Curtiss-Wright and a group of local investors including St. Louis financier Mark Steinberg, Transcontinental Air Transport Service -- which later became Trans World Airlines -- and the Pennsylvania Railroad Co. financed the airfield. They chose the location on the advice of Charles Lindbergh who, fresh from his trans-Atlantic solo flight, was hired to scout out locations for airports around the country.

What was originally known as Curtiss-Steinberg Field never took off as the major hub airport that was planned. But hangars 1 and 2 had another date with history. They housed a military flight training school at the air field that trained about 15 percent of the American military pilots who flew in World War II.

By getting the historic designation, Sellers said it will make it easier for the airport to get a Saving America's Treasures grant to help raise the $800,000 to $900,000 it will take to restore the hangars to what they looked like in the days of the barnstormers.

The hangars are still in use today.

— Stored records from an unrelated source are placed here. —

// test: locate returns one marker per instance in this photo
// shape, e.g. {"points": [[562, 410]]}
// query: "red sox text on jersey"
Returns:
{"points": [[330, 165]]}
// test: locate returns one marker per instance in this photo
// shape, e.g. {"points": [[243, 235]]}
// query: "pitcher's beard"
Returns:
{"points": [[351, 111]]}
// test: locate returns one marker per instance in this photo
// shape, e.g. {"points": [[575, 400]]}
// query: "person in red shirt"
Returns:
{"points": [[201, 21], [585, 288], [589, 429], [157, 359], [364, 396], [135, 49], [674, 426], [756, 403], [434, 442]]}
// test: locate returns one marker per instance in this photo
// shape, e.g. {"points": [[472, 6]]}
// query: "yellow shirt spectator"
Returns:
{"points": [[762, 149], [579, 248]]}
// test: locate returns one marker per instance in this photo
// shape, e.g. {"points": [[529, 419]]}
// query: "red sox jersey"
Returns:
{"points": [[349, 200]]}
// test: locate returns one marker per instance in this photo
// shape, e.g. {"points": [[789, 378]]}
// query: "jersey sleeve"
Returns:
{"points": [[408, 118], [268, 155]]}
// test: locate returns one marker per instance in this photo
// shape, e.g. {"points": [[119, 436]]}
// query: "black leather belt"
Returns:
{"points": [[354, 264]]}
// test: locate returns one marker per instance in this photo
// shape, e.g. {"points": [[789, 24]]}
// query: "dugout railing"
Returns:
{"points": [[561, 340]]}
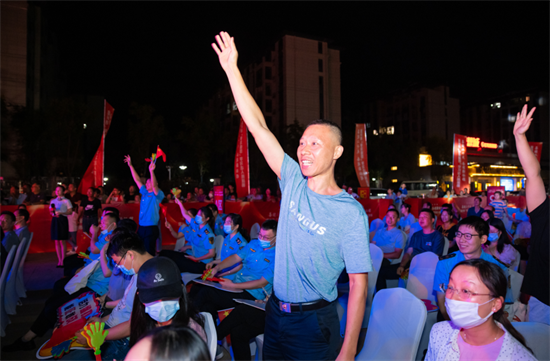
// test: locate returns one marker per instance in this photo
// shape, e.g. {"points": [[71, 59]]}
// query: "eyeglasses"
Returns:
{"points": [[467, 236], [464, 295]]}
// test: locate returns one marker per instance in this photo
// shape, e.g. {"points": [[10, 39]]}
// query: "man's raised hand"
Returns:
{"points": [[523, 121], [226, 50], [128, 160]]}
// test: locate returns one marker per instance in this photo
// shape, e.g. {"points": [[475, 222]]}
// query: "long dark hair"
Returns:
{"points": [[503, 239], [494, 279], [177, 343], [207, 213], [141, 322]]}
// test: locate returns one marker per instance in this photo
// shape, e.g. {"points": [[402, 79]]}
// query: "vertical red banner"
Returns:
{"points": [[219, 198], [536, 147], [242, 171], [460, 164], [361, 160], [95, 172]]}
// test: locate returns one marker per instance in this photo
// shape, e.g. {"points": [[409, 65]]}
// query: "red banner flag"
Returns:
{"points": [[460, 164], [536, 147], [361, 160], [94, 174], [242, 170]]}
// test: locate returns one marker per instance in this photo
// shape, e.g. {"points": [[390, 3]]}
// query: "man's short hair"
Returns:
{"points": [[23, 213], [335, 128], [481, 227], [429, 211], [9, 214], [128, 224], [270, 224], [124, 241]]}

Hangar 1 houses an aircraft maintenance business, while hangar 2 is home to the Greater St. Louis Air and Space Museum.

Originally there were four hangars. One burned in the 1950s and another in the 1960s. But the two remaining ones still have the Curtiss-Wright name in script cast into concrete above the doors along with the company logo of a high-winged plane.

Curtiss Aeroplane and Motor, founded by aviation pioneer Glenn Curtiss, was the leading manufacturer of aircraft around the globe at the time of World War I. Shortly after the War to End Wars was over, the company merged with Wright Aeronautical, whose roots can be traced Orville and Wilbur Wright.

When the airfield was completed in 1929, it had three 1,650-foot runways, the four hangars and a snack bar to serve the crowds that gathered to watch airplanes take off and land. In those days, most airports were little more than grassy fields.

One of the most spectacular events to occur during the days of the barnstormers was in 1931. A large group of spectators gathered to watch Doolittle, a record-setting pilot, fly a plane built by students at Parks College next to the airfield.

According to newspaper accounts from the time, Doolittle was flying about 235 mph when he pulled back hard on the stick and parts of the wings tore from the plane. It rolled over, tossing him out. The pilot, who eventually became a World War II hero, managed to pull the rip cord on his parachute as the plane plummeted into the ground. When he landed -- after being dragged along the ground by the chute for a short distance as onlookers gasped -- Doolittle jumped to his feet and waved to the relieved crowd.